Outlines guided generation #1539

drbh · 2024-02-08T00:47:44Z

This WIP PR starts to add grammar support via outlines, currently this PR supports very simple regex grammars and does not optimize for precompiling or caching grammar fsm's.

todo:

add simple outlines guidance to NextTokenChooser
update protos for grammar
update generation params API
constrain simple grammar
support parsing more complex grammar into fsm
support all outline support grammar types
explore optimizations to avoid recompiling grammars

guided request

curl -s 'http://localhost:3000/generate' \
--header 'Content-Type: application/json' \
--data-raw '{
    "inputs": "make an email for david: \n",
    "parameters": {
        "max_new_tokens": 6,
        "grammar": "[\\w-]+@([\\w-]+\\.)+[\\w-]+"
    }
}' | jq

response

{
  "generated_text": "david@example.com"
}

unguided request

curl -s 'http://localhost:3000/generate' \
--header 'Content-Type: application/json' \
--data '{
    "inputs": "make an email for david: \n",
    "parameters": {
        "max_new_tokens": 6
    }
}' | jq

response

{
  "generated_text": "    email = 'david"
}

drbh · 2024-02-08T21:21:59Z

updates:

support parsing more complex grammar into fsm
support all (serializable) outline support grammar types
explore optimizations to avoid recompiling grammars (rely on lru_cache)
add grammar to all token choosers (should work with all/most model architectures)

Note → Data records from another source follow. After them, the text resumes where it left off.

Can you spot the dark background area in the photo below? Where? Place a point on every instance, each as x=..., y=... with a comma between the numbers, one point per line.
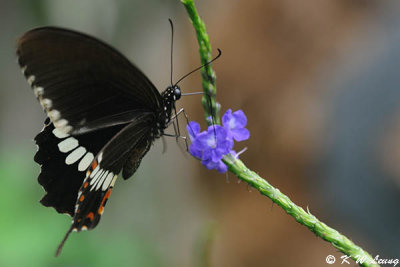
x=319, y=82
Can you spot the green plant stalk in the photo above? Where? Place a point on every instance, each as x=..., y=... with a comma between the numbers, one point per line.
x=210, y=105
x=237, y=167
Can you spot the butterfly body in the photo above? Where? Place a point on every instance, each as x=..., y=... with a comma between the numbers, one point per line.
x=103, y=116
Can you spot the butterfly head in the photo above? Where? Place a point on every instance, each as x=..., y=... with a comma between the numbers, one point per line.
x=170, y=95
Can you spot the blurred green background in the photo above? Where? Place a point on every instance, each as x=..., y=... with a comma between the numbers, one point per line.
x=319, y=82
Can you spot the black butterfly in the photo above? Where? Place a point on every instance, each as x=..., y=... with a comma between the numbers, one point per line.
x=103, y=116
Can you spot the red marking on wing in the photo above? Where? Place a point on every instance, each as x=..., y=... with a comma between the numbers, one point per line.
x=103, y=202
x=90, y=216
x=94, y=164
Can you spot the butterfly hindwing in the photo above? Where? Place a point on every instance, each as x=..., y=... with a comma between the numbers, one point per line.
x=64, y=160
x=82, y=83
x=133, y=142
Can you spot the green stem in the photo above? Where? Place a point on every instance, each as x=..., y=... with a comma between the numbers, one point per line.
x=210, y=105
x=237, y=167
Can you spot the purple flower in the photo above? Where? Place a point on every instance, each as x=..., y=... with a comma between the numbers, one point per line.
x=235, y=123
x=210, y=146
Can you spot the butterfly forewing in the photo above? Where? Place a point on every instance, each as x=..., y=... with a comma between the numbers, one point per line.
x=103, y=116
x=82, y=83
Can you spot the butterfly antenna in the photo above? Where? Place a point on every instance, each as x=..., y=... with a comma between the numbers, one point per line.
x=172, y=47
x=212, y=115
x=196, y=69
x=63, y=241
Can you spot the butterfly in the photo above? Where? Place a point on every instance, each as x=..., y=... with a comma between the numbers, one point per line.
x=103, y=114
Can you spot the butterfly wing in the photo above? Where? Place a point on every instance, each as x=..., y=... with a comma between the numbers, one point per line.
x=125, y=150
x=82, y=83
x=64, y=160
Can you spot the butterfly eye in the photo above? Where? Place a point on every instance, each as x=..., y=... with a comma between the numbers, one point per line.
x=177, y=92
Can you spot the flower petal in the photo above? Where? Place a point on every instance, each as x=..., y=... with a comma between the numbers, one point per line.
x=193, y=129
x=240, y=119
x=240, y=134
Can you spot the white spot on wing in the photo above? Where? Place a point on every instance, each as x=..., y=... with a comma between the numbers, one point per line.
x=113, y=181
x=99, y=178
x=85, y=162
x=96, y=177
x=100, y=157
x=61, y=123
x=31, y=79
x=54, y=115
x=68, y=144
x=59, y=134
x=75, y=155
x=23, y=69
x=46, y=103
x=38, y=91
x=99, y=184
x=95, y=171
x=107, y=181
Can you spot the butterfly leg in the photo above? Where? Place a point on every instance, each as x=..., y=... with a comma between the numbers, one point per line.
x=177, y=133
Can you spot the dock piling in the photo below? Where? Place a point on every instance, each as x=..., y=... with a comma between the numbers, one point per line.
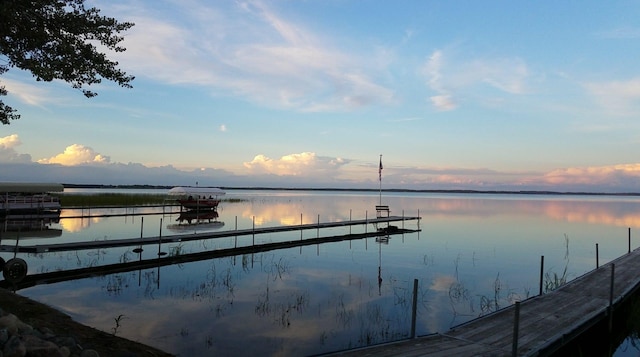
x=541, y=272
x=414, y=308
x=516, y=328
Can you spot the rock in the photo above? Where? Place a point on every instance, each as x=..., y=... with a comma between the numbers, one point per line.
x=13, y=324
x=4, y=336
x=37, y=347
x=14, y=347
x=89, y=353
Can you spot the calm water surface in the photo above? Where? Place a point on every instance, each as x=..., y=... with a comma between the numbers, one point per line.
x=474, y=254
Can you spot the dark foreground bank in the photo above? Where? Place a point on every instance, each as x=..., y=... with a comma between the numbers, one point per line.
x=30, y=323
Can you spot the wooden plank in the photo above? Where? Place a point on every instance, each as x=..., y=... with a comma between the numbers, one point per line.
x=546, y=322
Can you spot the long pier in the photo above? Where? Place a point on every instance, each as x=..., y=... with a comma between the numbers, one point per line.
x=41, y=248
x=80, y=273
x=538, y=326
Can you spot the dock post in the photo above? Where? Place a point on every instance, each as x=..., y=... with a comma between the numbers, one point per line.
x=613, y=269
x=516, y=327
x=366, y=220
x=541, y=272
x=414, y=308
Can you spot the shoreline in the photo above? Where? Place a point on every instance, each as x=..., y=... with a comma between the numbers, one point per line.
x=42, y=316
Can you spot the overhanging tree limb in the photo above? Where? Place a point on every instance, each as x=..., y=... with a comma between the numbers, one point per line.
x=57, y=39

JSON schemas are supported and can be used like:

 curl -s 'http://localhost:3000/generate' \
--header 'Content-Type: application/json' \
--data '{
    "inputs": "info: david holtz like trees and has two cats. ",
    "parameters": {
        "max_new_tokens": 100,
        "grammar": {
            "$id": "https://example.com/person.schema.json",
            "$schema": "https://json-schema.org/draft/2020-12/schema",
            "title": "Person",
            "type": "object",
            "properties": {
                "firstName": {
                    "type": "string",
                    "description": "The person'\''s first name."
                },
                "lastName": {
                    "type": "string",
                    "description": "The person'\''s last name."
                },
                "hobby": {
                    "description": "The person'\''s hobby.",
                    "type": "string"
                },
                "numCats": {
                    "description": "The number of cats the person has.",
                    "type": "integer",
                    "minimum": 0
                }
            },
            "required": ["firstName", "lastName", "hobby", "numCats"]
        }
    }
}' | jq .

response

{
  "generated_text": "{\"firstName\": \"david\", \"hobby\": \"trees\", \"lastName\": \"holtz\", \"numCats\": 2}"
}

regex strings are still supported as well

curl --location 'http://localhost:3000/generate' \
--header 'Content-Type: application/json' \
--data-raw '{
    "inputs": "name: david. email:  ",
    "parameters": {
        "max_new_tokens": 20,
        "grammar": "[\\w-]+@([\\w-]+\\.)+[\\w-]+"
    }
}'

{
  "generated_text":"david@example.com.phone_number_1.1234567890.phone_"
}

notes:

building the from the grammar FSM is very computationally expensive and is required for the first generation. Wait times can be ~10 seconds with complex grammars; this performance impact (along with other thing) need to be taken into account before adding this feature

HuggingFaceDocBuilderDev · 2024-02-10T02:21:28Z

The docs for this PR live here. All of your documentation changes will be reflected on that endpoint. The docs are available until 30 days after the last update.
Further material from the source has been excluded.